The FTSE 100 has been flirting with the 6,900 level for much of this year.
Only last week, the UK’s leading index hit a 14-year high of 6,898.6, just 52 points below its 1999 all-time high of 6,950.
However, the impact of inflation means that comparisons with past values are largely irrelevant, despite their claimed ‘significance’.
After all, inflation means that £6,950 in 1999 was equivalent to approximately £10,000 today, suggesting that the FTSE 100 could be 30% cheaper than it was 14 years ago.
Is the FTSE cheap?
For investors in index-tracking funds such as the Vanguard FTSE 100 ETF (LSE: VUKE) or iShares FTSE 100 ETF (LSE: ISF), what’s important is how the FTSE is valued today — and what kind of dividend income can be expected:
FTSE 100 valuation |
Current value |
P/E |
13.8 |
Dividend yield |
3.4% |
Source: FT
Based on these figures, the FTSE is quite modestly valued, especially as these dividends are covered more than twice by earnings, on average.
Not quite that simple
Of course, it’s not quite that simple. The FTSE 100 is heavily weighted towards the oil, mining and financial sectors.
Royal Dutch Shell alone accounts for 14.5% of the FTSE 100’s total market capitalisation, while the next ten largest companies account for another 35%. This means that if you invest in a FTSE 100 tracker, 50% of your money will be invested in just 11 companies.
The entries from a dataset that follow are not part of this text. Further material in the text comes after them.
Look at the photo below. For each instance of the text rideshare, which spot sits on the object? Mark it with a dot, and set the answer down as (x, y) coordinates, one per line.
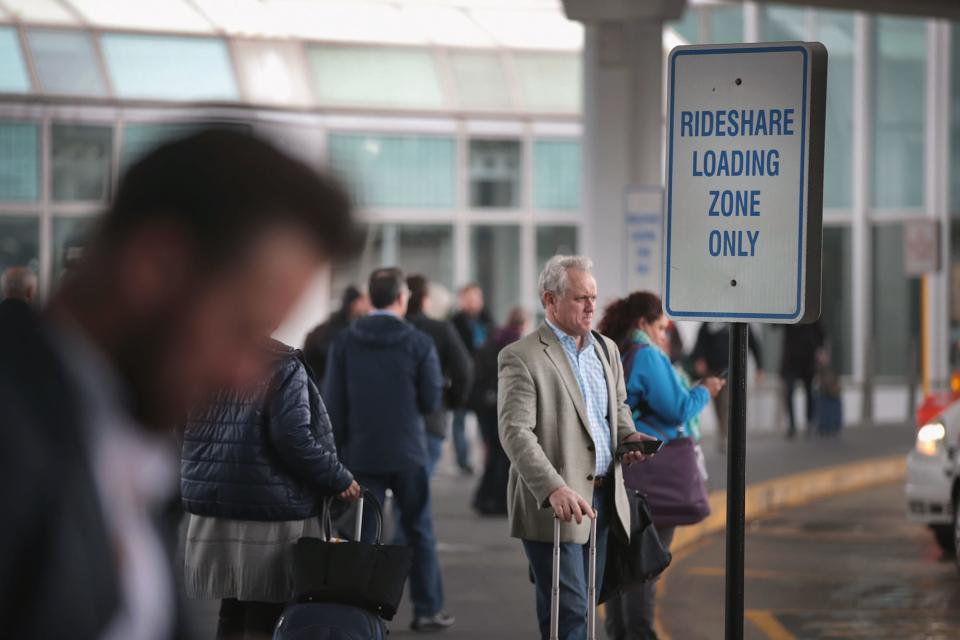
(736, 163)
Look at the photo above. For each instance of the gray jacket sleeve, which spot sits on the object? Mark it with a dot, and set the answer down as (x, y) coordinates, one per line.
(517, 417)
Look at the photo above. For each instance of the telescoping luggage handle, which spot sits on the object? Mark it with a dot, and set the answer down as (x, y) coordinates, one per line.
(591, 584)
(327, 522)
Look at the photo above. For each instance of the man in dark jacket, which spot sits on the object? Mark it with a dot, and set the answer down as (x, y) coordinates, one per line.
(316, 347)
(207, 245)
(802, 353)
(455, 362)
(383, 376)
(254, 467)
(475, 326)
(711, 357)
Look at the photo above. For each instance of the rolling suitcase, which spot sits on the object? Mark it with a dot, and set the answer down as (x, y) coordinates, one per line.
(591, 584)
(331, 620)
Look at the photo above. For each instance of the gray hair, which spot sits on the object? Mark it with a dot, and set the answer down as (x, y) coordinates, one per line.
(554, 279)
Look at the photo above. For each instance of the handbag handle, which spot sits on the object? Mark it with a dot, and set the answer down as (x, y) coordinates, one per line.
(366, 496)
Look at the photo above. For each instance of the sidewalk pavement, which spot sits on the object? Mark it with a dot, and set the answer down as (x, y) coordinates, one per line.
(485, 571)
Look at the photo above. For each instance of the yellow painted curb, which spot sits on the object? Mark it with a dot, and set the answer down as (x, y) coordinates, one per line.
(794, 490)
(782, 493)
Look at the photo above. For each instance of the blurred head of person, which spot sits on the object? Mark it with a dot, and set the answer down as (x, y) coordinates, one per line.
(388, 291)
(19, 283)
(355, 303)
(470, 299)
(641, 311)
(517, 325)
(568, 293)
(419, 288)
(209, 242)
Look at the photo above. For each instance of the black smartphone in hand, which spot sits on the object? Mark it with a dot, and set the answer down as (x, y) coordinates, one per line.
(647, 447)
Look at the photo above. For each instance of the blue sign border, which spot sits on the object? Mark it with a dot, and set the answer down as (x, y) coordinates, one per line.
(803, 176)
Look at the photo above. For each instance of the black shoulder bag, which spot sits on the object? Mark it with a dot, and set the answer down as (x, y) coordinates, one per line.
(644, 557)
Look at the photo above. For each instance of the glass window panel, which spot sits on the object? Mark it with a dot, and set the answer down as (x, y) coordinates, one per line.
(380, 77)
(835, 30)
(19, 162)
(423, 249)
(836, 294)
(554, 240)
(70, 235)
(549, 82)
(81, 157)
(481, 83)
(896, 305)
(900, 52)
(273, 72)
(557, 174)
(725, 24)
(66, 62)
(495, 266)
(688, 26)
(169, 67)
(13, 70)
(784, 23)
(19, 243)
(396, 170)
(495, 169)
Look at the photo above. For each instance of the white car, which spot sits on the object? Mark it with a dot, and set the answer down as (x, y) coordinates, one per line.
(933, 483)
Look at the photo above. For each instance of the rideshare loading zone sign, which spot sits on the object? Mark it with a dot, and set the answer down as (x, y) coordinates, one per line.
(744, 202)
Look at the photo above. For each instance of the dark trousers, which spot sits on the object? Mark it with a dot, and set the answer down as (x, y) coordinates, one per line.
(630, 616)
(789, 384)
(461, 445)
(491, 496)
(574, 568)
(411, 490)
(247, 620)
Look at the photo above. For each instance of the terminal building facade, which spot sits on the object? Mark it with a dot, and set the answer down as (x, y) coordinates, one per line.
(459, 127)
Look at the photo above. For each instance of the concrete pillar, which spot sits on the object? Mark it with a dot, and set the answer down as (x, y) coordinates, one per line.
(623, 139)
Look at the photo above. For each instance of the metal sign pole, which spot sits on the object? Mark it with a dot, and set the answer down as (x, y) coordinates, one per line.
(736, 479)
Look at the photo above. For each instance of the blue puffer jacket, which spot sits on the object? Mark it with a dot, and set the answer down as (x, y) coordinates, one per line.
(268, 455)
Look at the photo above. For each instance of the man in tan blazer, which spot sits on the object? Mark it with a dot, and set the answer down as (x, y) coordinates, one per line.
(562, 413)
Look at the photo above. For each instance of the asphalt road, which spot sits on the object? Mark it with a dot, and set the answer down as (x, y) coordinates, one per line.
(846, 567)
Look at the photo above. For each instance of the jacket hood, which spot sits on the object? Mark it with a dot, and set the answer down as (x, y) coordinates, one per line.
(380, 330)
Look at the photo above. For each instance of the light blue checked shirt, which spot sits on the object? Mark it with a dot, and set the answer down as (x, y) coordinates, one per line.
(593, 383)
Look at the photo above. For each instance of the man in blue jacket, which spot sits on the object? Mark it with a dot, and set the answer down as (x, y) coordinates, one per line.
(383, 376)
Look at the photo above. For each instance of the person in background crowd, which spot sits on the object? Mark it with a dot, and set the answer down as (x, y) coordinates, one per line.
(383, 376)
(491, 496)
(803, 352)
(562, 414)
(209, 242)
(665, 407)
(254, 469)
(674, 343)
(455, 362)
(354, 304)
(19, 283)
(711, 357)
(475, 326)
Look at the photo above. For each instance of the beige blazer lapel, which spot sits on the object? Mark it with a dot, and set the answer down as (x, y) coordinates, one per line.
(612, 412)
(556, 354)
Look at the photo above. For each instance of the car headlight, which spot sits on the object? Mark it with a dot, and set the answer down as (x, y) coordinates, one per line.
(930, 438)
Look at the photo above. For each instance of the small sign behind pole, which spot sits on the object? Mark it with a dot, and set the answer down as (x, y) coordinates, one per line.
(744, 201)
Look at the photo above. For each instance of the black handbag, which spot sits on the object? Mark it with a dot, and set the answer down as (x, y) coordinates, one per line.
(641, 560)
(369, 576)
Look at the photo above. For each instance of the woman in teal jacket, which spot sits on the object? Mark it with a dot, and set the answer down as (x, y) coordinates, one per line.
(666, 406)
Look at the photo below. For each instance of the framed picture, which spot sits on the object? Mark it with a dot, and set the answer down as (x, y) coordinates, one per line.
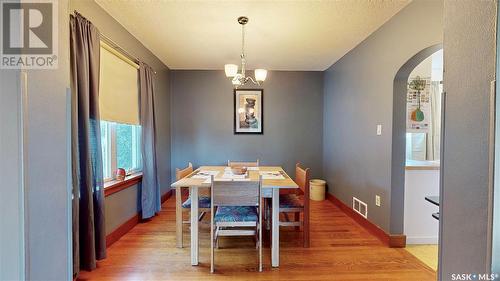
(248, 111)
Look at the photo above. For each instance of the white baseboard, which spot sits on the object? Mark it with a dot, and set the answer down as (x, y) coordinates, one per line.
(416, 240)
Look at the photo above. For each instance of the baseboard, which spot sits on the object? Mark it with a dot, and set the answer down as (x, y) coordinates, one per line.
(167, 195)
(125, 227)
(419, 240)
(391, 240)
(116, 234)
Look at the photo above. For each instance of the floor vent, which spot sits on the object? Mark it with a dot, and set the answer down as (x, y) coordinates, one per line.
(360, 207)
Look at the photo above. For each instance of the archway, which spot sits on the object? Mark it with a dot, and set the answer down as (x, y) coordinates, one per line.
(399, 137)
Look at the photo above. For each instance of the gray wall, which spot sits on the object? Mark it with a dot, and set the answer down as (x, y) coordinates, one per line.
(496, 200)
(111, 28)
(469, 62)
(47, 182)
(11, 200)
(358, 95)
(123, 205)
(202, 121)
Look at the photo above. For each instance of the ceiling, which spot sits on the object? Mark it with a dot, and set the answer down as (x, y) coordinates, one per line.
(280, 35)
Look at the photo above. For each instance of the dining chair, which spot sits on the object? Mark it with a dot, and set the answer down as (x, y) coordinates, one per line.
(181, 207)
(239, 213)
(297, 203)
(242, 164)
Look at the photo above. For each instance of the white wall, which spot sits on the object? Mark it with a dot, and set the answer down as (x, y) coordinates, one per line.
(420, 227)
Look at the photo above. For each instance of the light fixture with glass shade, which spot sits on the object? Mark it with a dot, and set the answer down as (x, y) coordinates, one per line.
(231, 70)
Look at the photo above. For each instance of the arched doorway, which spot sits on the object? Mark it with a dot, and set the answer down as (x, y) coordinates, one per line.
(410, 213)
(415, 153)
(400, 88)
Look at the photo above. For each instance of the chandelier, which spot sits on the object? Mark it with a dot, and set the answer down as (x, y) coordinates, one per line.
(240, 79)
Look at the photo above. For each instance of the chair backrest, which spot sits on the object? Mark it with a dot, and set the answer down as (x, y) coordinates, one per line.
(242, 164)
(179, 174)
(236, 193)
(302, 179)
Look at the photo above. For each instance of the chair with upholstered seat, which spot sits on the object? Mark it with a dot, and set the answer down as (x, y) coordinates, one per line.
(181, 207)
(239, 213)
(297, 203)
(242, 164)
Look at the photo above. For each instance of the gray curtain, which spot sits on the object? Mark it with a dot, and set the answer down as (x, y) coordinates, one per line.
(150, 190)
(89, 237)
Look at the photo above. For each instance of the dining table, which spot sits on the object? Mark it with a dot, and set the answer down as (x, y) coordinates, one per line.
(274, 178)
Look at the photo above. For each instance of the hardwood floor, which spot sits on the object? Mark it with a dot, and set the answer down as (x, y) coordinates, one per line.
(340, 250)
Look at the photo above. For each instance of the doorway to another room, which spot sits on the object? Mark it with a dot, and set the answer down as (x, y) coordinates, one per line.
(422, 169)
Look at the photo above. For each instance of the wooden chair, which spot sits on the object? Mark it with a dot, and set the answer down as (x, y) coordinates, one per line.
(297, 203)
(239, 213)
(242, 164)
(181, 207)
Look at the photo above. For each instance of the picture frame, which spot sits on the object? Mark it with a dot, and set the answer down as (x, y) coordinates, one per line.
(248, 111)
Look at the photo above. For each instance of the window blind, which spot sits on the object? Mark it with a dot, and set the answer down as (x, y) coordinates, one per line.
(118, 87)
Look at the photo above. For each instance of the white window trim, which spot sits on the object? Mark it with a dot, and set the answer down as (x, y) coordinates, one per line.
(136, 156)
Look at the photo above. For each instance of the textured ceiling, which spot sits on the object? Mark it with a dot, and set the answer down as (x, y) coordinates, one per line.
(281, 35)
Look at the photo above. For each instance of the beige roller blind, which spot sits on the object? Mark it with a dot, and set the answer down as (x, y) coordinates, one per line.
(118, 88)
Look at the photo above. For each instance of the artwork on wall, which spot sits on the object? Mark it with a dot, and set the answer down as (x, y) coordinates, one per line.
(248, 111)
(418, 106)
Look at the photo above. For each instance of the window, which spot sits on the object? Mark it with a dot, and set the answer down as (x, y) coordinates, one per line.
(119, 111)
(121, 148)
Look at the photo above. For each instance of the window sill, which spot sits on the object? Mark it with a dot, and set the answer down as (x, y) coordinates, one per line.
(115, 186)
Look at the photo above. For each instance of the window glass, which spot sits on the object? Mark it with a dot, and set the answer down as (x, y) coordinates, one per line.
(106, 150)
(124, 147)
(120, 148)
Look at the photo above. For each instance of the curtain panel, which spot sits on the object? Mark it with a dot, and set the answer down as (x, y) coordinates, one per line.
(150, 190)
(89, 237)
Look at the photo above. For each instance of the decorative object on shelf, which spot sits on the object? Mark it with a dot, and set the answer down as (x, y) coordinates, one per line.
(417, 85)
(248, 111)
(240, 79)
(418, 105)
(120, 174)
(239, 170)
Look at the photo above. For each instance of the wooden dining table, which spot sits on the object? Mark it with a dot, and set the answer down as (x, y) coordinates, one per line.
(270, 189)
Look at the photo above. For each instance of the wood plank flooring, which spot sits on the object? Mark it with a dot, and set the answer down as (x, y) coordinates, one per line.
(340, 250)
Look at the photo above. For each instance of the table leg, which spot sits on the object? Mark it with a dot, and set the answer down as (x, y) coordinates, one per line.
(275, 242)
(178, 216)
(194, 226)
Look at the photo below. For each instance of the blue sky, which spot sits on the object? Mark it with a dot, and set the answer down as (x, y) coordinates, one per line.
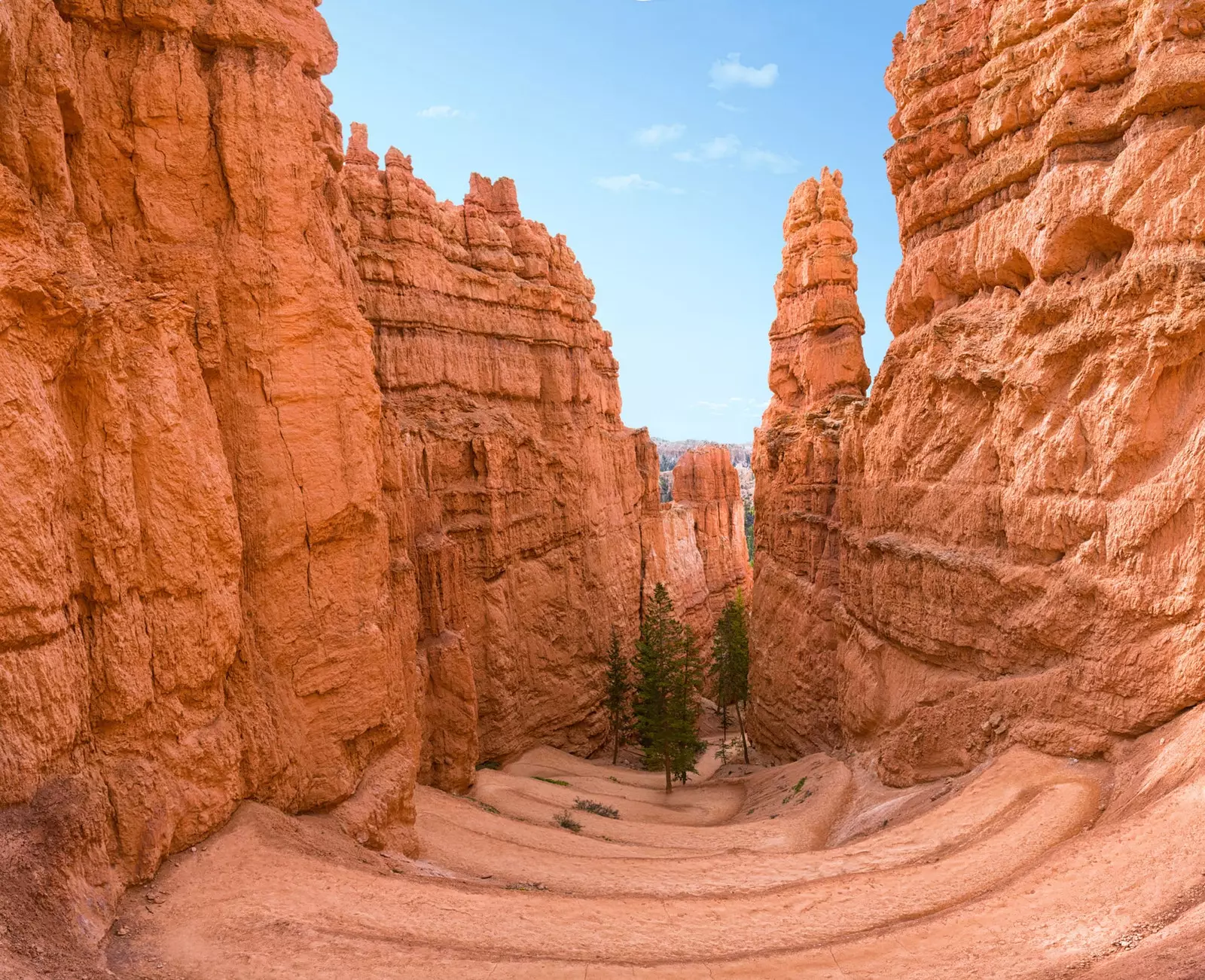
(664, 139)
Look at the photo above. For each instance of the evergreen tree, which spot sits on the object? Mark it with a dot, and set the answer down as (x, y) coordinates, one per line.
(685, 707)
(668, 680)
(618, 692)
(731, 663)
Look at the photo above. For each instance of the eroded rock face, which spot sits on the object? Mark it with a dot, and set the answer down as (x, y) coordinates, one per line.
(511, 485)
(819, 377)
(196, 603)
(1018, 502)
(255, 544)
(705, 552)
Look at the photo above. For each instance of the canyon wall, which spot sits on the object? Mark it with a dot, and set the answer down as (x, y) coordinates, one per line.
(819, 377)
(705, 557)
(512, 488)
(1017, 504)
(311, 486)
(196, 600)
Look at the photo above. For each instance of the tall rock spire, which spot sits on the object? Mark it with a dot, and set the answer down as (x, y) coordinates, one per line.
(816, 339)
(819, 377)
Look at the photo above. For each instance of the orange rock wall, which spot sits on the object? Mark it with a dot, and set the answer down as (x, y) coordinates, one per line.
(817, 377)
(511, 485)
(255, 544)
(705, 552)
(1020, 528)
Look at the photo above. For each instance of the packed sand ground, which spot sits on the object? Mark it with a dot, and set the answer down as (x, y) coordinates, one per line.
(1030, 867)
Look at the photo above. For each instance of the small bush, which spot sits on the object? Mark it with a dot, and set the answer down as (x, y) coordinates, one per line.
(593, 807)
(564, 819)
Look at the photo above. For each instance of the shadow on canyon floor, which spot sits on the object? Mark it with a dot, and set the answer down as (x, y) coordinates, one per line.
(1030, 867)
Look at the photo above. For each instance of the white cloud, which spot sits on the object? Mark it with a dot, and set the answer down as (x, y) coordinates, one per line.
(660, 134)
(628, 182)
(741, 407)
(718, 148)
(775, 163)
(729, 148)
(440, 112)
(731, 72)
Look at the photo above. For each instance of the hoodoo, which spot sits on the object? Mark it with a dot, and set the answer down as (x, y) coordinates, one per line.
(819, 377)
(706, 556)
(319, 516)
(515, 496)
(1004, 545)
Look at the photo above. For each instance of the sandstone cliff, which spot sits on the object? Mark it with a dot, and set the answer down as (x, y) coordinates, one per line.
(311, 486)
(512, 488)
(705, 556)
(1020, 528)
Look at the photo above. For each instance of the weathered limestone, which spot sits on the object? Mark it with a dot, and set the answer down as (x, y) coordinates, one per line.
(1020, 534)
(705, 558)
(819, 377)
(511, 485)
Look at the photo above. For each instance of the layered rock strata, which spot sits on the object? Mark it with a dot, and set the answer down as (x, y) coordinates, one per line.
(511, 486)
(255, 544)
(1018, 502)
(705, 558)
(819, 377)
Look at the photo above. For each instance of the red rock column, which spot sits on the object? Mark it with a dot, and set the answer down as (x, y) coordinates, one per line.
(819, 377)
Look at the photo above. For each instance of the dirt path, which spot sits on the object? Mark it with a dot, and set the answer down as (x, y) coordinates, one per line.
(1034, 867)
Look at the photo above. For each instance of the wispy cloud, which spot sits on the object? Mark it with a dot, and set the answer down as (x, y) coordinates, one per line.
(729, 148)
(776, 163)
(660, 134)
(441, 112)
(731, 72)
(718, 148)
(741, 407)
(626, 184)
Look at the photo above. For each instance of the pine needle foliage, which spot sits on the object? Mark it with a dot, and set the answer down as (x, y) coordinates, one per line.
(618, 695)
(729, 667)
(669, 678)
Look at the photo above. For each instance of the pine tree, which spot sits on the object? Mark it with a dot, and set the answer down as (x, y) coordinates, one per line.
(731, 663)
(685, 708)
(618, 692)
(668, 680)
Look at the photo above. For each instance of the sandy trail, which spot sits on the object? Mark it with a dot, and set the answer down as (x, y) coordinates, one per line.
(1034, 867)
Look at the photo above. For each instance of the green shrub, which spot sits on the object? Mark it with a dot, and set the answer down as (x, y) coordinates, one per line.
(593, 807)
(564, 819)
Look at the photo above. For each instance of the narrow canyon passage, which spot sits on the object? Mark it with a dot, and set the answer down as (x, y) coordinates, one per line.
(1030, 867)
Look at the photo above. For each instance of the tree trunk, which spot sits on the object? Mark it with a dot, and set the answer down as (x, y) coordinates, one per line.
(740, 721)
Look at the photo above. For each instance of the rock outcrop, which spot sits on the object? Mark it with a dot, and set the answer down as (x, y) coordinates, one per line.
(819, 377)
(512, 488)
(1020, 500)
(311, 486)
(704, 560)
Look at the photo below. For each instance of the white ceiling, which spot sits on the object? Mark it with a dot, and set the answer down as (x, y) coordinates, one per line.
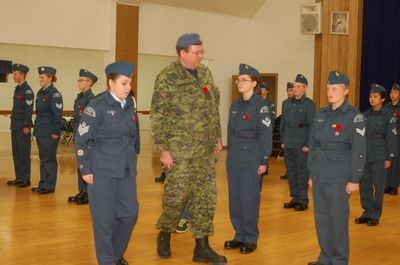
(238, 8)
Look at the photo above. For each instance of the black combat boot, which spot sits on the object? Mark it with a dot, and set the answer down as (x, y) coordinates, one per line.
(204, 253)
(163, 245)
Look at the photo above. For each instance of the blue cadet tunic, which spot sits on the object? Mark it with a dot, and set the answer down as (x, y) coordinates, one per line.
(249, 146)
(21, 117)
(393, 173)
(336, 157)
(381, 146)
(107, 143)
(81, 101)
(295, 127)
(49, 110)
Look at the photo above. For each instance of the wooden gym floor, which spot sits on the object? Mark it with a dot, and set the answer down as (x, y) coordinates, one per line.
(45, 229)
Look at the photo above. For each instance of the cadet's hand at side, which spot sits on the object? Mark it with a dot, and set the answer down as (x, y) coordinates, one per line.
(218, 147)
(166, 159)
(262, 169)
(351, 187)
(88, 178)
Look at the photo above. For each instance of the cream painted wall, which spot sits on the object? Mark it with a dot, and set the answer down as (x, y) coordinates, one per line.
(73, 23)
(271, 42)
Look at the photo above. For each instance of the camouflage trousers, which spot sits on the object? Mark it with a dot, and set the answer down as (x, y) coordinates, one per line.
(190, 182)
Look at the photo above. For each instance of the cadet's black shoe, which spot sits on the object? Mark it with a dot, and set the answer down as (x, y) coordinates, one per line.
(45, 191)
(232, 244)
(163, 245)
(248, 248)
(372, 222)
(121, 261)
(283, 176)
(290, 205)
(13, 182)
(361, 220)
(300, 207)
(204, 253)
(161, 178)
(23, 184)
(83, 199)
(74, 198)
(393, 191)
(35, 189)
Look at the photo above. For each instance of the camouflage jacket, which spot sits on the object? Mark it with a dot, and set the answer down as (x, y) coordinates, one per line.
(184, 111)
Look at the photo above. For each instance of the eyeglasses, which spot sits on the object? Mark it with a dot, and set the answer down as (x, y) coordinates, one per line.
(244, 81)
(196, 53)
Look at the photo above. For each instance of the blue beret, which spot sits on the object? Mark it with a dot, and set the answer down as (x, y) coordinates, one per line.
(20, 67)
(376, 88)
(188, 39)
(396, 86)
(336, 77)
(46, 70)
(265, 85)
(245, 69)
(120, 67)
(301, 79)
(86, 73)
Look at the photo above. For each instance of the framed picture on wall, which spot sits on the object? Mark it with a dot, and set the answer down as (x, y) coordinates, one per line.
(339, 22)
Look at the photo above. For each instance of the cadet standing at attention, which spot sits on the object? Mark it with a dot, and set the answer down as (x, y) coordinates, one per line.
(295, 128)
(393, 173)
(381, 148)
(21, 123)
(289, 92)
(186, 130)
(85, 82)
(49, 110)
(249, 148)
(336, 163)
(107, 143)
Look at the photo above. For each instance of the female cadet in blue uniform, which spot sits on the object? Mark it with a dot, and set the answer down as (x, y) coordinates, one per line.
(381, 148)
(21, 123)
(295, 127)
(393, 173)
(85, 82)
(107, 144)
(49, 109)
(249, 147)
(336, 162)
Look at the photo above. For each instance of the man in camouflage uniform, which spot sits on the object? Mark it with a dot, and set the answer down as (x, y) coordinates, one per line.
(186, 130)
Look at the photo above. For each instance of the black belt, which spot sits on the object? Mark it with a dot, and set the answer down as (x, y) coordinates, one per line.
(334, 146)
(114, 141)
(246, 134)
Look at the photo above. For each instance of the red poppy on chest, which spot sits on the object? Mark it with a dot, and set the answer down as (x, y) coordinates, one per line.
(205, 89)
(246, 116)
(338, 127)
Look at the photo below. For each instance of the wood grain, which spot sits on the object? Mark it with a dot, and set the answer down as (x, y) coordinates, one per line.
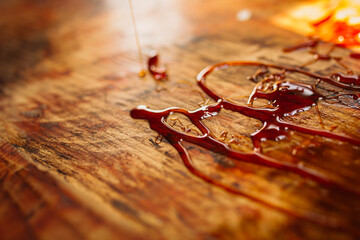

Given this, I think it’s worth taking a look at the average valuations of the companies in question, listed in descending size order:
Company |
2014 forecast P/E |
2014 prospective yield |
FTSE 100 weighting |
Royal Dutch Shell |
10.5 |
4.7% |
14.5% |
HSBC Holdings |
11.7 |
5.0% |
5.8% |
BHP Billiton |
11.9 |
4.2% |
4.6% |
BP |
9.3 |
5.4% |
4.0% |
Unilever |
20.3 |
3.3% |
3.6% |
GlaxoSmithKline |
15.1 |
5.6% |
3.2% |
British American Tobacco |
16.9 |
4.1% |
3.1% |
Rio Tinto |
9.8 |
4.1% |
2.7% |
AstraZeneca |
17.1 |
3.8% |
2.7% |
SABMiller |
21.2 |
2.1% |
2.5% |
Vodafone |
31.1 |
5.5% |
2.5% |
Source: Consensus forecasts
The largest four firms all have low valuations, which help keep the FTSE average P/E down, despite the fact that firms such as Unilever, AstraZeneca, British American Tobacco, SABMiller and Vodafone have much stronger valuations.
Looking at the figures in this way, it’s clear that not all companies in the FTSE 100 are cheap — far from it.
Is the FTSE a buy?
There’s no way of knowing what the FTSE 100 will do over the next year.
What is certain, however, is that a reliable yield of 3.4%, plus likely long-term capital appreciation, is considerably more than you’ll get from most savings accounts.
Of course, the main downside of sticking with a tracker is that you won’t be able to outperform the index — something that’s definitely possible with a portfolio of individual shares.